Doug Casey On Why Gold Is Money

Tyler Durden's picture

Authored by Doug Casey via,

It’s an unfortunate historical anomaly that people think about the paper in their wallets as money. The dollar is, technically, a currency. A currency is a government substitute for money. But gold is money.

Now, why do I say that?

Historically, many things have been used as money. Cattle have been used as money in many societies, including Roman society. That’s where we get the word “pecuniary” from: the Latin word for a single head of cattle is pecus. Salt has been used as money, also in ancient Rome, and that’s where the word “salary” comes from; the Latin for salt is sal (or salis). The North American Indians used seashells. Cigarettes were used during WWII. So, money is simply a medium of exchange and a store of value.

By that definition, almost anything could be used as money, but obviously, some things work better than others; it’s hard to exchange things people don’t want, and some things don’t store value well. Over thousands of years, the precious metals have emerged as the best form of money. Gold and silver both, though primarily gold.

There’s nothing magical about gold. It’s just uniquely well suited among the 98 naturally occurring elements for use as money…in the same way aluminum is good for airplanes or uranium is good for nuclear power.

There are very good reasons for this, and they are not new reasons. Aristotle defined five reasons why gold is money in the 4th century BCE (which may only have been the first time it was put down on paper). Those five reasons are as valid today as they were then.

When I give a speech, I often offer a prize to the audience member who can tell me the five classical reasons gold is the best money. Quickly now—what are they? Can’t recall them?
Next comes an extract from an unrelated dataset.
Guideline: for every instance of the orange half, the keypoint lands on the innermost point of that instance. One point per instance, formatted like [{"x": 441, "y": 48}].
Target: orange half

Read on, and this time, burn them into your memory.


If you can’t define a word precisely, clearly, and quickly, that’s proof you don’t understand what you’re talking about as well as you might. The proper definition of money is as something that functions as a store of value and a medium of exchange.

Government fiat currencies can, and currently do, function as money. But they are far from ideal. What, then, are the characteristics of a good money? Aristotle listed them in the 4th century BCE. A good money must be all of the following:

  • Durable: A good money shouldn’t fall apart in your pocket nor evaporate when you aren’t looking. It should be indestructible. This is why we don’t use fruit for money. It can rot, be eaten by insects, and so on. It doesn’t last.

  • Divisible: A good money needs to be convertible into larger and smaller pieces without losing its value, to fit a transaction of any size. This is why we don’t use things like porcelain for money—half a Ming vase isn’t worth much.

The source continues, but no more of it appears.